Historian Jerry Pierce, also treated unjustly by Balay’s nemesis, posted: “So apparently this is the building where I give my talk on heresy.”  Rich Colvin replied: “That’s so freaking cool.  I miss your classes so much.  To this day I remember the ‘Hell’ course you and Professor (Gianluca) Di Muzio taught as my favorite class at IUN.”  Jerry responded: “It was a fun class, wasn’t it?  I think you were in the first incarnation of it.  Were you in the class where someone did a layered cake as their project?”  Years ago, David Malham cooked a medieval meal in a class taught by Rhiman Rotz, Jerry’s predecessor.

Tom and Darcey Wade had us over for grilled burgers, potato salad, and watermelon.  Because Dave and Angie’s dog Maggie is ultra-sensitive to fireworks, Toni lugged his kennel in the bathroom and put on soft music. At Wades we played pinochle with crazy rules that involved passing three cards between the partners who won the bid and awarding 30 points for a double pinochle (jack of diamonds, queen of spades).  In the final hand I needed only the ace of spades for a run, which Toni could have passed me, only Tom outbid me and then put down a spade run plus a hundred aces.  We were home by dusk, to Maggie’s relief. 

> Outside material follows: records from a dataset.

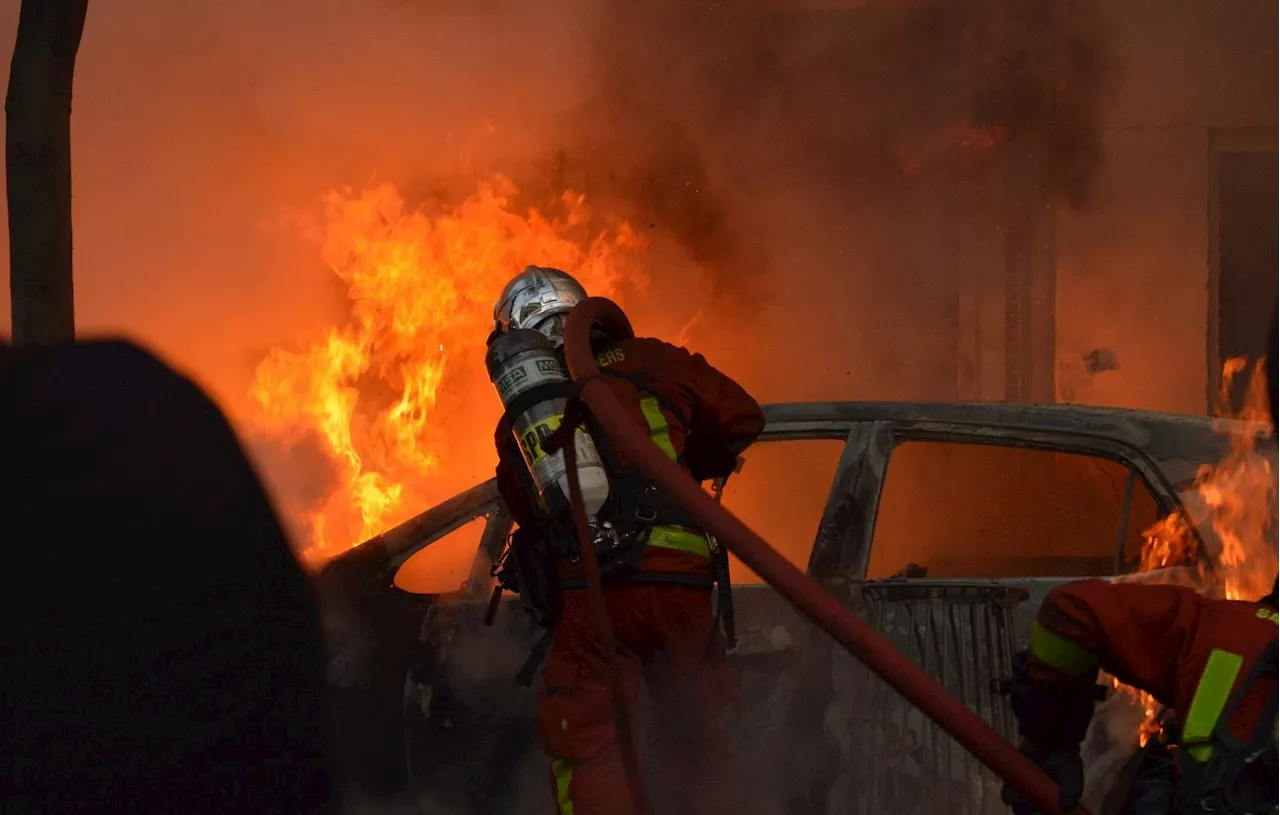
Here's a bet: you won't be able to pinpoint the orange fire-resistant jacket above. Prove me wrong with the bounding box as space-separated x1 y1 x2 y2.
494 338 764 572
1029 580 1280 763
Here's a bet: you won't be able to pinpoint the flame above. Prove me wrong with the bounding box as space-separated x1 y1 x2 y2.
1111 357 1280 745
250 177 645 560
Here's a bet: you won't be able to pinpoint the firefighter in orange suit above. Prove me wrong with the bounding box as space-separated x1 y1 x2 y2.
1005 580 1280 815
494 266 764 815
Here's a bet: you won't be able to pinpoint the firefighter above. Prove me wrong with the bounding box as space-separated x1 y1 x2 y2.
1005 580 1280 815
481 266 764 815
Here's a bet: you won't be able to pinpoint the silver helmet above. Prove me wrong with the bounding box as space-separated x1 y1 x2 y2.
493 266 586 343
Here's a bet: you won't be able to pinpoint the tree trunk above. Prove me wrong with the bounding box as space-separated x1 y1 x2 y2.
5 0 88 345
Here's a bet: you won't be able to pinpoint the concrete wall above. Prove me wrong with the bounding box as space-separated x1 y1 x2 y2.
1056 0 1280 413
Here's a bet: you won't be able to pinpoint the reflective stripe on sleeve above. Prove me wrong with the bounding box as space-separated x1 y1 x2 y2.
646 526 712 558
552 759 573 815
1030 621 1098 677
640 397 676 461
1183 649 1244 764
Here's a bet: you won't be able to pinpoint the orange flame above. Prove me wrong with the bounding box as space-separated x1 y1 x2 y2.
1112 357 1280 745
250 177 644 560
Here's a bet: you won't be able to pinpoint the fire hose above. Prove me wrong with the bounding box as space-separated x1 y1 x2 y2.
547 297 1088 815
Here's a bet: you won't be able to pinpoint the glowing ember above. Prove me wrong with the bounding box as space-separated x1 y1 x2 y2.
251 177 644 559
1112 357 1280 745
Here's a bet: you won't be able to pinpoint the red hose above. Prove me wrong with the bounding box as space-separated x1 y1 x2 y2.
564 297 1087 815
563 417 649 815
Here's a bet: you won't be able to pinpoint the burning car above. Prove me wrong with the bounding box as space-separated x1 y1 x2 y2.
319 402 1271 814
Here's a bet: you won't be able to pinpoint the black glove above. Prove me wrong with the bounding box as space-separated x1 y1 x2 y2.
1000 742 1084 815
684 436 737 481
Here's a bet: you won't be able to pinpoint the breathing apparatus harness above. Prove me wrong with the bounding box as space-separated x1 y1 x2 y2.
485 327 741 686
1175 629 1280 815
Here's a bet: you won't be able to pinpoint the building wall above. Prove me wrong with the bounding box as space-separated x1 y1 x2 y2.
1056 0 1280 413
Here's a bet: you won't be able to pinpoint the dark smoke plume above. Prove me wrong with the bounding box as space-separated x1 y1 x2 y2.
540 0 1116 314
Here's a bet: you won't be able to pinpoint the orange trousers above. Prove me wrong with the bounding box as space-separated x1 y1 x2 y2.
538 583 741 815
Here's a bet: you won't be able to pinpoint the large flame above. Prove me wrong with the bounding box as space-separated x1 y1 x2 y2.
1112 357 1280 745
251 177 644 559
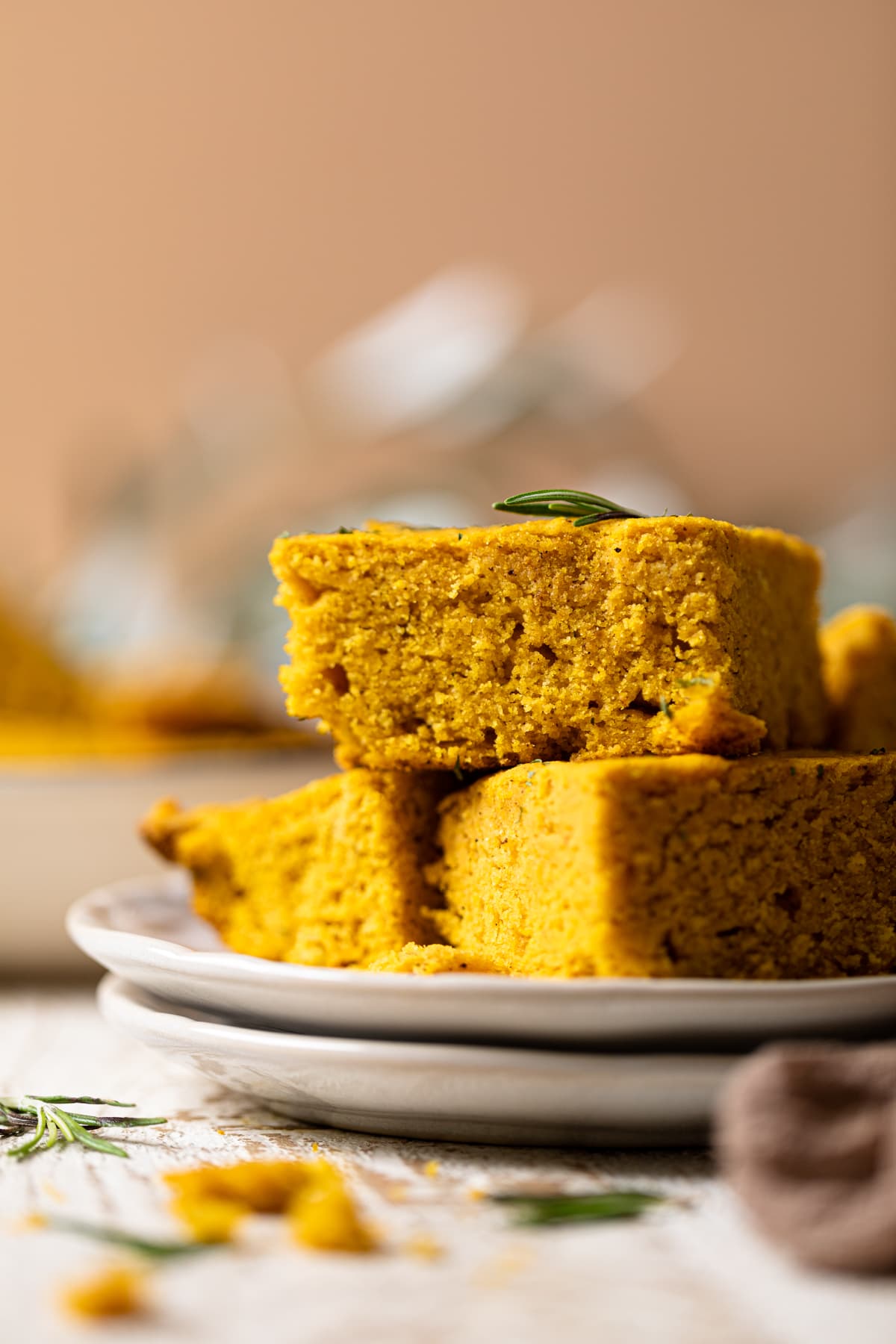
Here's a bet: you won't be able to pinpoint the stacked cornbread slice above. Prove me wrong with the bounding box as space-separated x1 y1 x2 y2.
144 517 896 978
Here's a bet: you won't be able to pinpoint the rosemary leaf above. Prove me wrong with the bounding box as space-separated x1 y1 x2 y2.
491 1189 666 1227
491 491 645 527
47 1218 211 1260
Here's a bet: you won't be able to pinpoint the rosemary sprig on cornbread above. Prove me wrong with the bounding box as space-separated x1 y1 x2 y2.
491 491 645 527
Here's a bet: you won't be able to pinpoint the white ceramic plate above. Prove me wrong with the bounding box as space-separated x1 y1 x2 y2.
0 747 333 976
99 976 738 1148
69 872 896 1048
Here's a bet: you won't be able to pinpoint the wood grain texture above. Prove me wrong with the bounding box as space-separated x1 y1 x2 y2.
0 991 896 1344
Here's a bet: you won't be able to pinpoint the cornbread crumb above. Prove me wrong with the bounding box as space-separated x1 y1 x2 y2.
165 1159 376 1251
141 770 447 966
271 517 825 770
821 606 896 751
287 1160 378 1254
62 1265 146 1320
430 753 896 980
405 1233 445 1262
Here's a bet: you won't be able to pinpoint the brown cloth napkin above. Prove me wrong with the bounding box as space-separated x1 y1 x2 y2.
716 1045 896 1274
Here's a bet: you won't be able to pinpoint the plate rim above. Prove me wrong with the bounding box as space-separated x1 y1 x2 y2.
97 971 746 1071
66 871 896 1000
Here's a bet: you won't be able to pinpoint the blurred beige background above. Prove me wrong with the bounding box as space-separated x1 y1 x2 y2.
0 0 896 582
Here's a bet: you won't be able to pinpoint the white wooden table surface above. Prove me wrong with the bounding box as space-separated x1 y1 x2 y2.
0 989 896 1344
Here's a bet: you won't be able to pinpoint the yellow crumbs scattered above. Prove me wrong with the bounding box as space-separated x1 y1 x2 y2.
286 1161 376 1251
62 1265 146 1320
405 1233 445 1260
165 1159 376 1251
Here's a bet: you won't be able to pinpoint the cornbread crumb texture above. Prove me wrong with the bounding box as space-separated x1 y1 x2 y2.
165 1157 376 1251
143 770 451 966
430 753 896 978
365 942 503 976
821 606 896 751
271 517 826 769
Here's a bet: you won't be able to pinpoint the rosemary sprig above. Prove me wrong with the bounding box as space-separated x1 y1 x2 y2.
46 1218 212 1260
491 491 645 527
491 1189 666 1227
0 1094 165 1160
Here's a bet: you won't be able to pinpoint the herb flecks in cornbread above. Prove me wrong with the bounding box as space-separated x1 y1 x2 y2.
430 753 896 978
143 770 446 966
821 606 896 751
271 517 825 770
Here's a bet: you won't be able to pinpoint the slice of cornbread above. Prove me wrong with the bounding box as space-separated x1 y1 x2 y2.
141 770 446 966
430 753 896 978
821 606 896 751
271 517 826 769
0 601 86 716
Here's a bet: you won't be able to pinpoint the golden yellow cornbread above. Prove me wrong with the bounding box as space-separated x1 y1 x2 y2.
0 601 86 719
271 517 826 770
821 606 896 751
165 1157 376 1253
430 753 896 978
141 770 450 966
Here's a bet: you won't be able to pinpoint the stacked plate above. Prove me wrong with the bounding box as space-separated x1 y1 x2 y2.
69 874 896 1146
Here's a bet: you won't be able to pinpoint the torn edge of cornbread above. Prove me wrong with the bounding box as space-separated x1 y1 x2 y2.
430 753 896 978
141 770 451 966
819 606 896 751
271 517 826 770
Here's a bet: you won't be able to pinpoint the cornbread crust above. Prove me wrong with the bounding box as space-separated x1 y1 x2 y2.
141 770 446 966
429 753 896 978
271 517 826 770
819 606 896 751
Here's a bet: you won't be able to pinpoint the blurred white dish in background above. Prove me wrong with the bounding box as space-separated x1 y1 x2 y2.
306 265 682 447
69 872 896 1048
0 747 333 974
99 976 738 1148
308 266 528 435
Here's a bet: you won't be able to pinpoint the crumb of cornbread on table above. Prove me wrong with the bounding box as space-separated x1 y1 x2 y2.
60 1265 148 1320
141 770 451 966
430 753 896 978
405 1233 446 1262
165 1157 376 1251
271 517 826 770
819 606 896 751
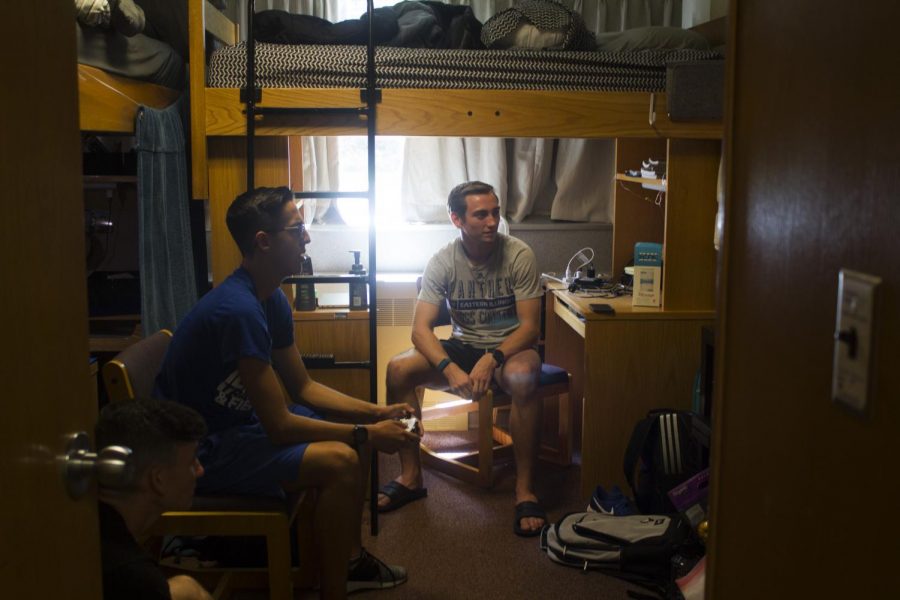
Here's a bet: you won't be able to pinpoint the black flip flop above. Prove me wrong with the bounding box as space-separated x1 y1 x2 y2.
378 481 428 512
513 500 547 537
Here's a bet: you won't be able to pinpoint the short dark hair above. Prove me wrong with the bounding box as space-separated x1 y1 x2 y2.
225 186 294 256
447 181 500 221
94 398 206 480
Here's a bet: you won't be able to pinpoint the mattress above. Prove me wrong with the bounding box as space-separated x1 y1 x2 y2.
207 43 719 92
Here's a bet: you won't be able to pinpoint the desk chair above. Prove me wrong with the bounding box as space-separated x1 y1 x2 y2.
103 329 312 600
416 277 573 488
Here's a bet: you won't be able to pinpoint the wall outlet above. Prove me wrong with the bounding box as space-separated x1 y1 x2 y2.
831 269 881 413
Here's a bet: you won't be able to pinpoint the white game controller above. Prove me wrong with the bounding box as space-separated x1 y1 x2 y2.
400 416 419 433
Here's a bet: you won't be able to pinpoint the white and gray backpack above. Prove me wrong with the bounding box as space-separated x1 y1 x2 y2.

Tom, retired from teaching, has become an Uber cab driver.  Everything is done with a smart phone, so no money exchanges hands.  For driving two Grateful Dead fans to Soldier Field he received a ten-dollar tip.  He enjoys the social interaction as for the money and learning how Uber works.  Tom wants me to be his duplicate bridge partner, but he uses the Stayman convention that I have never played. I recommended that we play some hands together first.
 Carli Lloyd, who scored three goals against Japan
Cubbies won two of three from the Marlins, and the U.S. women’s World Cup soccer team routed Japan, 5-2.  I completed Ray Boomhower’s excellent biography of Hoosier journalist and diplomat John Bartlow Martin.  In my review for Indiana Magazine of History I’ll concentrate on his love-hate relationship with Indianapolis, where he spent his formative years.

IU History department chair Eric Sandweiss wrote that next February’s Indiana Association of Historians (IAH) conference will be in Bloomington and he “would like to see some folks from the Region presenting.”  I’m on the editorial board of the Indiana Magazine of History (IMH), which has its annual meeting then.  I replied: “I'll be sure to attend the IAH meeting next February, will try to talk colleague Chris Young into joining me, and will think about participating.  Right now I'm working on a book review for IMH of Boomhower's biography of John Bartlow Martin and on a speech to the Portage Historical Society entitled "Edgewater: Portage's Vanished Community" (all homes, including ours, became leasebacks within the Indiana Dunes National Lakeshore that expired by 2010).  Maybe Eva Mendieta and John Fraire, recent IMH contributors, could participate in a session about Calumet Region Mexican Americans. I'll talk to John Hmurovic about submitting a proposal based on his IMH article on A.F. Knotts.”